FRENCH OPERATORS SHINE AS U.K. CHAINS STRUGGLE
Food retailers in the United Kingdom are feeling the effects of competitive pressure and low inflation.This is most notable in the declining gross-profit margins the two largest U.K. chains reported in their recent year-end 1993 financial results.J. Sainsbury, the largest retailer in the United Kingdom, saw its gross-profit margin decline by about 40 basis points in the year ended March 12, according
May 30, 1994
MARK TOSH
Food retailers in the United Kingdom are feeling the effects of competitive pressure and low inflation.
This is most notable in the declining gross-profit margins the two largest U.K. chains reported in their recent year-end 1993 financial results.
J. Sainsbury, the largest retailer in the United Kingdom, saw its gross-profit margin decline by about 40 basis points in the year ended March 12, according to Tony MacNeary, a securities analyst at County NatWest, London, who follows European food retailers.
At Tesco, the second-largest food retailer in the United Kingdom, gross margins fell about 70 basis points in the year ended Feb. 26, MacNeary said.
County NatWest has "hold" recommendations on the stock of both Tesco and Sainsbury.
"Gross margins have come down in the U.K. market since last November," MacNeary said. This is an operational issue U.K. retailers have not confronted for quite some time, but trends have completely reversed in the past six months with the advent of discount retailing and other competitive factors.
Retailers in the United Kingdom began to reap the benefits of higher gross margins in the 1980s with their aggressive rollout of the superstore format, MacNeary said. The larger superstores enabled retailers to offer wider product ranges, with more private-label, fresh food and other higher-margin items. Operating costs, which were basically fixed, were then leveraged against increased sales.
"You were basically seeing very large stores having more and more volume put through them," MacNeary said of the superstores. "So their economies of scale were growing."
Today, an amalgamation of factors is putting new pressures on gross margins, MacNeary said.
"It's not just discounters, although it's partly that," he said. Additionally, chains that were once thought to be weak operators are now turning up the competitive pressure with major price promotions.
For example, Gateway launched an aggressive price-promotion program about a year ago that has proved successful, MacNeary said. And Asda, another second-tier chain, has "managed to resurrect itself very strongly," he said.
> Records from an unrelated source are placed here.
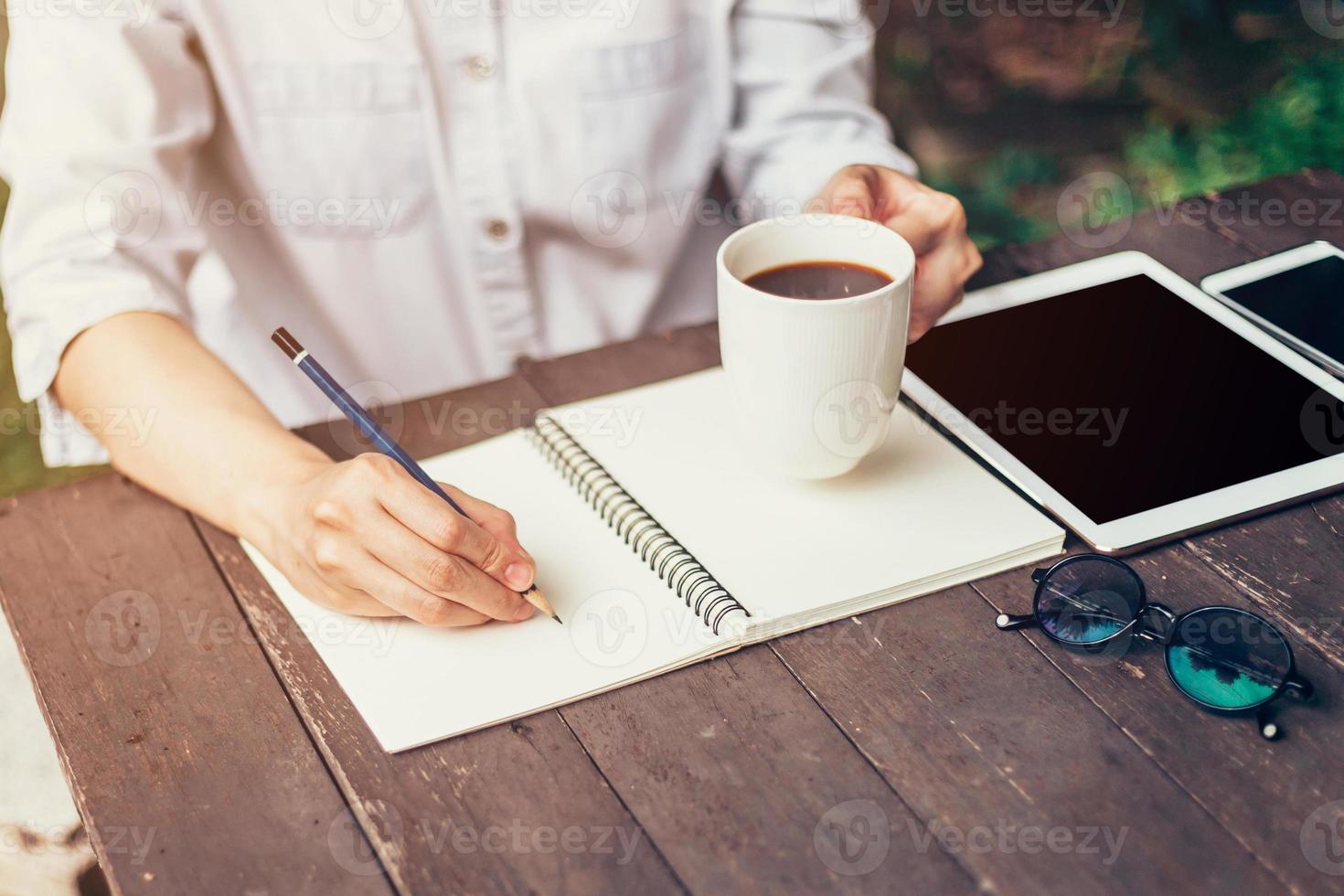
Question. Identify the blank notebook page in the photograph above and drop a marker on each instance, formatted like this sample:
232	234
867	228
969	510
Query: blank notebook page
915	511
414	684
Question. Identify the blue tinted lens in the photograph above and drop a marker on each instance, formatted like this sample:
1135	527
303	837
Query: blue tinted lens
1089	601
1227	658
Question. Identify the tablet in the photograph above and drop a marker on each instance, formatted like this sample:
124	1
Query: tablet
1128	403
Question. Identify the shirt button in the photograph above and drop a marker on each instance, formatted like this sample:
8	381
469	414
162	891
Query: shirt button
480	68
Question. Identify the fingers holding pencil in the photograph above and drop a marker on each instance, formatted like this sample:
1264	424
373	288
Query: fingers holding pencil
466	540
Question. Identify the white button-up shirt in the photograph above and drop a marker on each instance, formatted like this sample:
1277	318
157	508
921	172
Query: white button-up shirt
421	191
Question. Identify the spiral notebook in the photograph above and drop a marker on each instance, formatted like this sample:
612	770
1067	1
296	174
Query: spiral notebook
661	544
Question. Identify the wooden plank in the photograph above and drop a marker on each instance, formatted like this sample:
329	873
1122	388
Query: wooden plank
1263	793
186	759
730	764
511	809
986	741
1287	566
748	786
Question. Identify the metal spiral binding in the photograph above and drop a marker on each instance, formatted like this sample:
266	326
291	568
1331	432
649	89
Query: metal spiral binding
672	563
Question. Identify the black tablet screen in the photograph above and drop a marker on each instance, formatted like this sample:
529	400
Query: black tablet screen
1125	398
1306	301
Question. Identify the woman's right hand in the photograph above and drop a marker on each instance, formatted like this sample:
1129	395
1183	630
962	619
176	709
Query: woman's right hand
365	538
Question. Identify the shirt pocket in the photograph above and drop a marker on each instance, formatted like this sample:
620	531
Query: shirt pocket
342	149
645	109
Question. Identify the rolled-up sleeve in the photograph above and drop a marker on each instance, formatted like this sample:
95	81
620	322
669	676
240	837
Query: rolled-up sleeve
803	78
101	123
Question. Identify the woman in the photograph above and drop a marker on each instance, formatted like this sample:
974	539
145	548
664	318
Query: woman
426	189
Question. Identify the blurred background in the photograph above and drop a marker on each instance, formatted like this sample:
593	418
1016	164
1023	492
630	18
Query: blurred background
1004	102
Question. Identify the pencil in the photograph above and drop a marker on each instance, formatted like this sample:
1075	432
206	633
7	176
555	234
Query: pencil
380	440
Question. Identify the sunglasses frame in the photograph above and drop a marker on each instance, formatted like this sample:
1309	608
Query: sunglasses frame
1293	681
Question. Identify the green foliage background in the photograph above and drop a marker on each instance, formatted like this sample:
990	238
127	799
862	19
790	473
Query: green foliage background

In response to the ongoing price competition, the major retail groups are "endeavoring to basically cut operating costs," MacNeary said. "I don't think there is much hope of gross margins being rebuilt strongly in the short term. So attention is focused very much on hoping to keep margins stable because inflation is virtually nonexistent here."
Retailers also must go back to their suppliers to get "better terms of trade, but that's not going to be easy," MacNeary said.
With U.K. food retailers' prospects for improving earnings looking dim, some investors have turned their attention to France.
Leading French retailers -- such as Carrefour and Promodes -- have been active in international expansion for a number of years and already have footholds in a number of other markets.
These long-term international opportunities, coupled with solid market shares at home, help make the stock of French retailers among the most attractive in European food retailing, according to MacNeary.
MacNeary and David Shriver, another NatWest securities analyst, recently completed a study on French food retailing. Their findings resulted in "buy" recommendations on the stock of three French retailers: Carrefour, Promodes and Docks de France.
"We do have a very positive view on Carrefour as we do French food retailers in general," MacNeary said. The stock of Casino, another French food retailer, is rated as a "hold" by NatWest.
One of the strengths of Carrefour, according to the NatWest report, is that management has recognized "that it must begin to eradicate diseconomies in buying, sourcing and logistics if it is to capitalize on its industry leadership on a domestic and international basis."
Earlier this year, Carrefour announced a plan that "embraces a major restructuring of management in France" and which represents another step toward centralization, the NatWest report said. "While recent shifts in strategy toward greater control from the center carries risks, it is also the key to the company's long-term development," the report said. "1994 and 1995 will be the critical years for Carrefour [to determine] whether it can successfully make the transition to a more focused and less entrepreneurial culture."
Promodes, which NatWest called "one of the most exciting growth vehicles in European food retailing," already has benefited from centralization. In 1992, the company set up Promodes World Trade as a Geneva, Switzerland-based central buying office. This office will procure as much as 8% of Promodes worldwide sales by the end of the year.
"The purpose of Promodes World Trade is not to bludgeon manufacturers into accepting volume-related discounts, but to identify savings in the cost of production and distribution for the manufacturer, which Promodes will share," the NatWest report said.
Docks de France, a medium-sized French food retailer, exceeded NatWest expectations in fiscal 1993 with net income of $79 million, an increase of 16%. Docks is "capable of sustaining market share by astute management of its brand franchise across a number of key formats," the NatWest report said. "A strong domestic position is reinforced by an excellent Spanish operation."